Monday, November 11, 2013

Veterans' Day

     It's November 11, the day the guns went silent in Europe in 1918 during WW I--known for years as "Armistice Day" and now as "Veterans' Day". I like the name change--we should honor all veterans, not just those who fought in a particular conflict.
     WW II vets are dying out. The survivors of Jimmy Doolittle's "Raiders" who struck at the heart of the Japanese Empire early in the war, are down to four and have decided to end their reunions this year and drink the toast while they still can, rather than wait to dwindle to two.
     I am a 'war baby'. "The war" wasn't history while I was growing up but rather something with which we lived every day, particularly my friends and classmates whose fathers never came home. I became accustomed to seeing men--older but not old--selling poppies on downtown streets as this day of remembrance approached. Actually, it was a donation rather than a sale. I always bought one, and I still do whenever I happen to have the opportunity.
     My generation went to Viet Nam. I don't criticize those who fled the country or protested out of true conviction, but I feel a deep and abiding shame about how those who didn't burn their draft cards were treated when they came home. And, on principle, I wouldn't pay to watch a Jane Fonda movie. In my opinion, what she did was inexcusable, and forgiveness for the harm she caused is between her and her Maker.

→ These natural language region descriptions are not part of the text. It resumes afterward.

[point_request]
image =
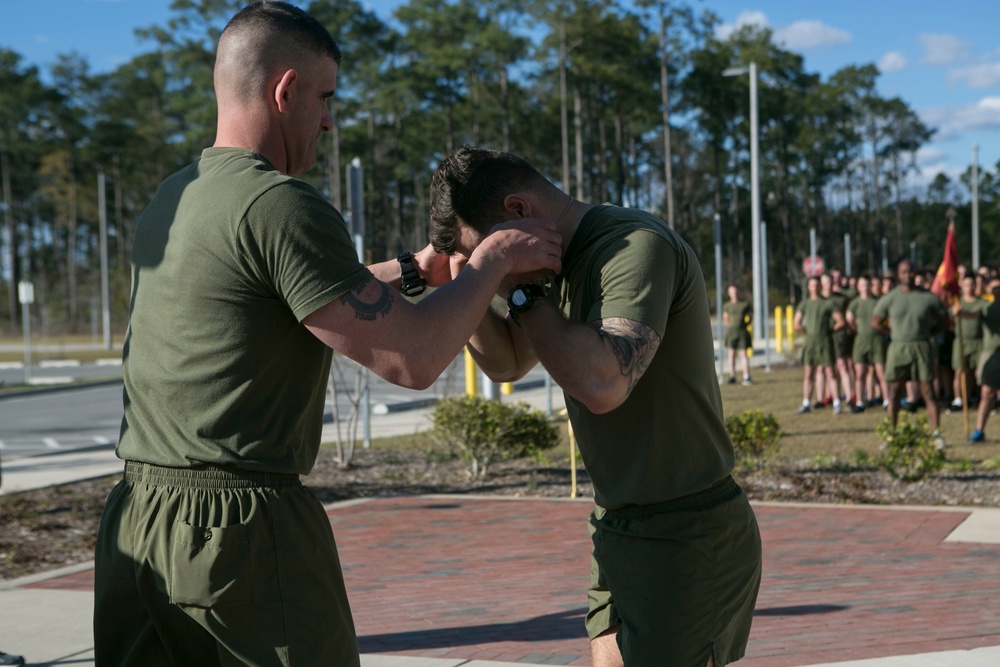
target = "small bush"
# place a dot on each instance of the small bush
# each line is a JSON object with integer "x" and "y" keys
{"x": 908, "y": 451}
{"x": 486, "y": 430}
{"x": 755, "y": 437}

     And here's the rest of my beef:  Look at America today. Look at the professional politicians, paid with our tax money, who have made a mockery of the bravery of the young men and women who struggled to preserve this nation in a time when true evil stalked the face of the world and threatened to destroy freedom forever. If these soldiers could have looked ahead as they stormed Omaha Beach or Iwo Jima or countless other lesser-known beaches and bridges, how would they have felt?
     The greatest "battle" these politicians face is their next election--and they seem to be willing to say/do anything to win it. Everything but sacrifice themselves for the good of the American people whom they were supposedly elected to serve. They live high at our expense and do little if anything for our well-being. I'm sick of them--some more than others.
     "They gave up all of their tomorrows for our todays" has always resonated with me. It breaks my heart to think of all the lives laid down for the ilk of those who play at "running" the government of a once-proud country. Not a perfect country--not by a long shot--but a light in the darkness anyway.
     "Write/call your Congressman" we're told. Why? They read what they want to read, hear what they want to hear, and sneer at the us for being dumb enough to vote for them year after year, ad nauseum.
     Is this too strongly worded? I don't think it's blunt enough.
     "Home of the of the free..." Dear God, please let us keep it that way while we still can!